In some ways, we were lucky, since he wasn't wounded in the many ways that others who served in the Vietnam War would be. He joined the Air Force because he knew his draft number was coming up, and he didn't want to be drafted into the Army. I remember the shock I felt when he told me that fact. I always thought he had joined because of his patriotic feelings. And he joined fairly early in the effort, 1962 or so. I hadn't thought that the draft had been in force back then, but it was.
So, he joined the Air Force and trained to become a navigator. Along the way, he met and married my mom. They were stationed in France, the last troops to be in France before Charles de Gaulle kicked them all out. Because they were in France, they could travel all across Europe. They had a view of the world that they shared with me and my sister.
Because of my dad's Reserve duties, we, too, travelled all sorts of places. One year, his two week active duty tour required him to go to Denver, and so we all went and had a huge 5 week adventure in the western states. Along the way, we stopped to visit many of their friends that they'd made in during their Air Force days in France. He more often did his two week tours in the Pentagon, which meant that my mom and me and my sister had lots of time to explore the D.C. area--we went to every museum and attraction before it was all done.
My parents have continued to go to fascinating places because they served. My mom is great at devising trips where they fly Space A. If there's room on the plane, they can go. They need to have flexibility in terms of travel and accommodation, but my mom has always been great at that.
I'm hoping that our current and future VA administrations will take care of veterans the way my parents have been taken care of. We may not always agree with the wars that have been waged, but veterans are men and women who served their country in a unique way, and they deserve to get the benefits promised to them--and more.

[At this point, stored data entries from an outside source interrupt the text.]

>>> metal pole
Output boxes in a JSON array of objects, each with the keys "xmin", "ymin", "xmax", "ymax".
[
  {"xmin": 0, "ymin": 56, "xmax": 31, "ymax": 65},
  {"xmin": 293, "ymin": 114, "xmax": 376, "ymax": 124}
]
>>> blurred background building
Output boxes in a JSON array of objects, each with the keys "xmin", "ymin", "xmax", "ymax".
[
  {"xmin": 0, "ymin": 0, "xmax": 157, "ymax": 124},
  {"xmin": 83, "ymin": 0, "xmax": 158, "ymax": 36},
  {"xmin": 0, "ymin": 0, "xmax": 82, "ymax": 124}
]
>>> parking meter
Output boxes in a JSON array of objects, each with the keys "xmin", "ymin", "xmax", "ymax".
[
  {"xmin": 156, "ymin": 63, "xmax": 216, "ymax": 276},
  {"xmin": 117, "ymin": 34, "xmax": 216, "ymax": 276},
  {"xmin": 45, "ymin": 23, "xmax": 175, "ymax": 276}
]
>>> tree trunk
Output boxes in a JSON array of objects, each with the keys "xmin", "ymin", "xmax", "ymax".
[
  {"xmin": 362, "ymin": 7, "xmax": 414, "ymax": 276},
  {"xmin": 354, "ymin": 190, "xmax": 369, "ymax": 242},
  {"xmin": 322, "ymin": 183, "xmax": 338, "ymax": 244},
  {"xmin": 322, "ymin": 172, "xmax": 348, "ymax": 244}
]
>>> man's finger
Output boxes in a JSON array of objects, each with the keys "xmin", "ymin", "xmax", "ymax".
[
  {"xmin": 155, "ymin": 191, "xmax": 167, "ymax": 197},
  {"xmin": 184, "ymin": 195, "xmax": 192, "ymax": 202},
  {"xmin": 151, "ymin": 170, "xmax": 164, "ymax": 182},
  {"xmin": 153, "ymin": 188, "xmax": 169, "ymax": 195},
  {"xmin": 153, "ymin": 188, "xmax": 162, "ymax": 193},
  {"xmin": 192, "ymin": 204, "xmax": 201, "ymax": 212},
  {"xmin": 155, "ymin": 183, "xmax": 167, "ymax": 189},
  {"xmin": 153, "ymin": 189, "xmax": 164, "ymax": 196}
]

Here's a picture of my father during his active duty days:
He's the one kneeling in the far lower right as you look at the picture. I'm amazed by how young they all look, and at the same time, the sort of timelessness of the picture. Air Force uniforms haven't changed all that much since this picture was taken.
Did he really change the world by serving in France and flying missions to Asia? How can we know for sure? Perhaps the Soviets didn't invade West Germany because they knew of nearby troops. It's hard to argue that his missions to Asia brought an earlier end to the Vietnam War, since it would continue for a lot longer.
But we often do not know the impact of our work. We must do the work that is required of us, even if we're unsure of its import.
Many active duty military people and veterans have done that work. So few of us are aware of what they do, and today is a good day to stop and to feel some appreciation--as well as the hope that some day wars will cease and this kind of service won't be necessary.